"Harris is too smart and energetic to be just the vice president, a position with few official responsibilities," Friedman writes for The New York Times. "I’d love to see President-elect Joe Biden give her a more important job: his de facto secretary of rural development, in charge of closing the opportunity gap, the connectivity gap, the learning gap, the start-up gap — and the anger and alienation gap — between rural America and the rest of the country."
There's a political angle for Democrats. Friedman notes that rural America has become increasingly Republican in recent years, and Donald Trump exploited rural resentment to win votes. But charging Harris with addressing rural concerns "would provide a vision for American renewal and signal that Democrats were no longer going to cede rural America to Republicans but were instead going to seize it from them.
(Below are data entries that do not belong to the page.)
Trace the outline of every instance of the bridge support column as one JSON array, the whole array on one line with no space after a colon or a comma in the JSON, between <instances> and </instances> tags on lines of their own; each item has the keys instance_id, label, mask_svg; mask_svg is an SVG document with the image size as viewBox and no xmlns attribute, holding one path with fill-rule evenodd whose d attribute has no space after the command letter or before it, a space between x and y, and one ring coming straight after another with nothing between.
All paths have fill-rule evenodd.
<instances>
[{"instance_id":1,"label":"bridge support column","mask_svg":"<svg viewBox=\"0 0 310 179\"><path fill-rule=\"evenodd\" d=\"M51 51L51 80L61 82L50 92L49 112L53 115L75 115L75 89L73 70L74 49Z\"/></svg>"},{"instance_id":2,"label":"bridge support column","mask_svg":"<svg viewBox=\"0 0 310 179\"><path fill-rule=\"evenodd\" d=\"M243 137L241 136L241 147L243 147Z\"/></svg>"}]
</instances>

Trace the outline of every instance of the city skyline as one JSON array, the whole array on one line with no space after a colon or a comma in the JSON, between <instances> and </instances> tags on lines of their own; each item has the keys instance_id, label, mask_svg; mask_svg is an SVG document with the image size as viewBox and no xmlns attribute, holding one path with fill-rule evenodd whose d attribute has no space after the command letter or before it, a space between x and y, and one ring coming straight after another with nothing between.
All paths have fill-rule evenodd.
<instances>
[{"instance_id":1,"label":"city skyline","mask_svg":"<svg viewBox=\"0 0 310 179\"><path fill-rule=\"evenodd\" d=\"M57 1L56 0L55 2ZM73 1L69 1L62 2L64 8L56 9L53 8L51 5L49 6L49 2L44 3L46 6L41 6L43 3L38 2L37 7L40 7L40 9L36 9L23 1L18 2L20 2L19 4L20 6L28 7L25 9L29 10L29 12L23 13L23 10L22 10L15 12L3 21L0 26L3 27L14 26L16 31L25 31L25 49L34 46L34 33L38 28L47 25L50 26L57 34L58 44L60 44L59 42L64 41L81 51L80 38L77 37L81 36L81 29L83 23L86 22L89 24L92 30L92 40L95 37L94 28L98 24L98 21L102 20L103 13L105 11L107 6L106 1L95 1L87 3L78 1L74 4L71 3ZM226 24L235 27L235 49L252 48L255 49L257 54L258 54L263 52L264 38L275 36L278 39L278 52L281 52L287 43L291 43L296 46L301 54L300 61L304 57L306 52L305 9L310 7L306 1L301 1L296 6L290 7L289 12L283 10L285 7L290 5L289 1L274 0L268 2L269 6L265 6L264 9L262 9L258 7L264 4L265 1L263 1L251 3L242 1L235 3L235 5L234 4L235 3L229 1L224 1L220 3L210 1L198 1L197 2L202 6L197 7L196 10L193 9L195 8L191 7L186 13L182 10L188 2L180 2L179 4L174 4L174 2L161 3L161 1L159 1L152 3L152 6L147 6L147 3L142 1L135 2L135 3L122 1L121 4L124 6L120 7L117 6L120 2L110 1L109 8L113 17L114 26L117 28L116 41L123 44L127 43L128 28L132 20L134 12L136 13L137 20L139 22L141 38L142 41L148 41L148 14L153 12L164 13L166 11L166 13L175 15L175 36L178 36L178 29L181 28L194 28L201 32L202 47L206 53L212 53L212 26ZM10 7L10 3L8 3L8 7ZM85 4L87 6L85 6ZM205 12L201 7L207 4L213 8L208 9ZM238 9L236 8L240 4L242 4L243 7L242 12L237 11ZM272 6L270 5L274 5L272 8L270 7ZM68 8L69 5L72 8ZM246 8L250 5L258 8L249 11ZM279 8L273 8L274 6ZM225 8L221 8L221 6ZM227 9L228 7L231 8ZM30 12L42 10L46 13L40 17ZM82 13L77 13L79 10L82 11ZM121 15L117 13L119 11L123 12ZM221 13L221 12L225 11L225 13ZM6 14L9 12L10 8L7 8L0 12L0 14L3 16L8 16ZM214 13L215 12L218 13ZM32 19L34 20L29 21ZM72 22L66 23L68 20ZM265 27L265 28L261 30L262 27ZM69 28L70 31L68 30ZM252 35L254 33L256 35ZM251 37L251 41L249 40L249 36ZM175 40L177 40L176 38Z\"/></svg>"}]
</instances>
And it would make Harris a super-relevant vice president from Day 1," Friedman writes.
Biden must address rural inequalities such as broadband, agriculture, health-care access. One suggestion that would kick-start broadband build-out: "a new federal loan program that would offer 50-year, no-interest loans to communities and co-ops (and ease regulations) so rural public-private coalitions can build broadband networks with a minimum 100 megabits per second of speed for downloading and uploading all kinds of remote learning tools, work tools and telehealth tools," Friedman writes.
Whatever Biden's plans to help rural America, he and his appointees must start simply by showing up regularly to listen to rural residents' concerns, Friedman writes: "Nothing earns more respect than listening to people respectfully."